To assess the effects of postoperative tamoxifen in women having local surgical resection of DCIS.

Search strategy: 

We searched the Cochrane Central Register of Controlled Trials (CENTRAL, The Cochrane Library), the Cochrane Breast Cancer Group’s Specialised Register, and the World Health Organization's International Clinical Trials Registry Platform (WHO ICTRP) on 16 August 2011.

Selection criteria: 

Published and unpublished randomised controlled trials (RCTs) and quasi-randomised controlled trials comparing tamoxifen after surgery for DCIS (regardless of oestrogen receptor status), with or without adjuvant radiotherapy.

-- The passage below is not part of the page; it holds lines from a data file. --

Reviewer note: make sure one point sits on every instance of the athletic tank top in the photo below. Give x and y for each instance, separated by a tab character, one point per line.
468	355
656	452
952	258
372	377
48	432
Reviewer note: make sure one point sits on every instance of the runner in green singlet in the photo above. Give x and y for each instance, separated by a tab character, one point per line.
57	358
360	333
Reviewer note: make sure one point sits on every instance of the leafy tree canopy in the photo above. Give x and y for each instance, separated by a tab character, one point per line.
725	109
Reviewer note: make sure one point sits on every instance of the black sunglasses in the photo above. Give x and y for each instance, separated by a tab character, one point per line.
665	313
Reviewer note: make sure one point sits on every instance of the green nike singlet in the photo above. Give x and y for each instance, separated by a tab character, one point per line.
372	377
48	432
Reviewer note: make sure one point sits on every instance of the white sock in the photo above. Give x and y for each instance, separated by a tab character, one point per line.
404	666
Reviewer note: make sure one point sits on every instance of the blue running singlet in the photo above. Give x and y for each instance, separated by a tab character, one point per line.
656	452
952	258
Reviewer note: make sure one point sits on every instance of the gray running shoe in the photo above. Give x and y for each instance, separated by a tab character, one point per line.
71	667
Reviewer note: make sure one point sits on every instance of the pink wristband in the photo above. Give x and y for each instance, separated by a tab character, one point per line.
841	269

Data collection and analysis: 

Two authors independently assessed trial quality and extracted data. Statistical analyses were performed using the fixed-effect model and the results were expressed as relative risks (RRs) or hazard ratios (HRs) with 95% confidence intervals (CIs).

Main results: 

We included two RCTs involving 3375 women. Tamoxifen after surgery for DCIS reduced recurrence of both ipsilateral (same side) DCIS (HR 0.75; 95% CI 0.61 to 0.92) and contralateral (opposite side) DCIS (RR 0.50; 95% CI 0.28 to 0.87). There was a trend towards decreased ipsilateral invasive cancer (HR 0.79; 95% CI 0.62 to 1.01) and reduced contralateral invasive cancer (RR 0.57; 95% CI 0.39 to 0.83). The number needed to treat in order for tamoxifen to have a protective effect against all breast events is 15. There was no evidence of a difference detected in all cause mortality (RR 1.11; 95% CI 0.89 to 1.39). Only one study, involving 1799 participants followed-up for 163 months (median) reported on adverse events (i.e. toxicity, mood changes, deep vein thrombosis, pulmonary embolism, endometrial cancer) with no significant difference between tamoxifen and placebo groups, but there was a non-significant trend towards more endometrial cancer in the tamoxifen group.